Peleus Uhley is lead security strategist at Adobe
As security moves more increasingly into the national spotlight, the need for security engineers and experts has never been greater. For those interested in security researcher positions, my best advice is to never stop coding. This is true whether you are working in an entry-level position or are already a senior researcher.
Within the security industry, it has often been said, “It is easier to teach a developer about security than it is to teach a security researcher about development.”
Pure security researchers have often seen only the failures in the industry. This can lead them to assume vulnerable code is always the product of apathetic or unskilled developers. If they have never been exposed to large-scale development, then they don’t have a robust understanding of the complex challenges that face developers in secure code development.
A researcher can’t be effective in a development organization if he or she doesn’t appreciate the challenges on the other side of the table.
People with development backgrounds can also, often times, give better advice. Let’s take a look at NoSQL databases versus SQL databases. Simply put, SQL and NoSQL databases both collect, organize and accept queries for information, therefore both are susceptible to malicious code injections. Due to this, when NoSQL databases became popular, people were quick to predict that NoSQL injection would become as common as SQL injection. At a high level, that is conceptually accurate, however developers know that it’s not that simple.
If you dig into NoSQL databases, you quickly realize that there are a wide variety of query formats, from SQL-esque queries (Cassandra), to JSON-based queries (MongoDB, DynamoDB), to assembly-esque queries (Redis). Therefore, security recommendations and tools for a NoSQL environment have to be targeted to the individual server.

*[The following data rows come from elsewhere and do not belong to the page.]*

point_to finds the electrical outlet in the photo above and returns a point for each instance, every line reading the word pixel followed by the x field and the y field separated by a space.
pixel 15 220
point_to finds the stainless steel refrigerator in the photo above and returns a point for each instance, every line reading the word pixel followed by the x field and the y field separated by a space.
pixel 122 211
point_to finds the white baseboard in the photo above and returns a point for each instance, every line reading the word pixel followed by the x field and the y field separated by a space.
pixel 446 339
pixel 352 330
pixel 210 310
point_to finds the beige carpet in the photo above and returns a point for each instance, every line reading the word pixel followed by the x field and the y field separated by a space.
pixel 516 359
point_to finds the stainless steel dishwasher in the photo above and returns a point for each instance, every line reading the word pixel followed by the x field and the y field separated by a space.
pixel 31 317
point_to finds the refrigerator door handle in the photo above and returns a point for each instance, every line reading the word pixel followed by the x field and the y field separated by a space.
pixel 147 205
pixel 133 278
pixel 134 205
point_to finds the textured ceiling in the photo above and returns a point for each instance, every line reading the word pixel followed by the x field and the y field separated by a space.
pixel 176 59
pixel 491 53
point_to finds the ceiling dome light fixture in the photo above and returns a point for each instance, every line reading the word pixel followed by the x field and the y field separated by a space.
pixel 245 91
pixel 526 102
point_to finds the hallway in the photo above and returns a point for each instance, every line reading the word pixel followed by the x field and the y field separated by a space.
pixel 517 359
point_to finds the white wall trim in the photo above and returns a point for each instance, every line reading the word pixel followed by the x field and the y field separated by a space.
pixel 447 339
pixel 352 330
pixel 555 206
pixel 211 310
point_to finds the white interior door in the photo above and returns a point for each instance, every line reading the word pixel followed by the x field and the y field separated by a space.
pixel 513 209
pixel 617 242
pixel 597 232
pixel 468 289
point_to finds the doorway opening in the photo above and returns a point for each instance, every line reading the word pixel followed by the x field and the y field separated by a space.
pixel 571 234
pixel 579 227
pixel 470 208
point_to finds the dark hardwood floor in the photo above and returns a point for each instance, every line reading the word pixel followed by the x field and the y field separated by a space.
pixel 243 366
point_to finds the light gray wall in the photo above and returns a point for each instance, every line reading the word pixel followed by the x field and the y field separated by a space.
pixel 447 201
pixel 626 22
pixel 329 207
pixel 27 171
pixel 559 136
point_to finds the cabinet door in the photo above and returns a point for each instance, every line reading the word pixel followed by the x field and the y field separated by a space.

Your testing tool has to have injection attacks that are in the format of the specific database. You can’t blindly recommend prepared statements since they are not available on all platforms. Encoding recommendations for data will be specific to the database type, as well. This is all knowledge that you can learn by digging deep into a subject and experimenting with technologies at a developer level.
Lastly, developers learn to appreciate how “simple” changes can be more complex than imagined. For example, I recently tried to commit some changes to the open-source project, CRITs. While my first commit was functional, we’ve been going through several alternative designs in order to determine the best approach for the project. The team was absolutely correct in rejecting my initial changes because the design needed to be improved so that it could be sustainable over the long term.
While I don’t like making mistakes in public, these sorts of humbling experiences remind me of the challenges faced by the developers I work with. There can be a fairly large gap between a working design and a good design. This means your “simple recommendation” actually may be quite complex.
In the process of trying to commit to the project, I learned a lot more about tools such as MongoDB and Django than I ever would have learned skimming security best practice documentation. This experience will make me more effective within Adobe when talking to product teams using these tools, since I will better understand their language and concerns. In addition, I am making a contribution to the security community that others may benefit from.
At this point in my career, I am in a senior position, a long way from when I first started more than 15 years ago as a developer. However, I still try to find time for coding projects to keep my skills sharp and my knowledge up-to-date.
If you look at the people leading the industry at companies such as Google, Etsy and iSec Partners, many are respected because they are also keeping their hands on the keyboards and are speaking from direct knowledge. They not only provide research but also tools to empower others. Whether a recent grad or a senior researcher, never lose sight of the code, where it all starts.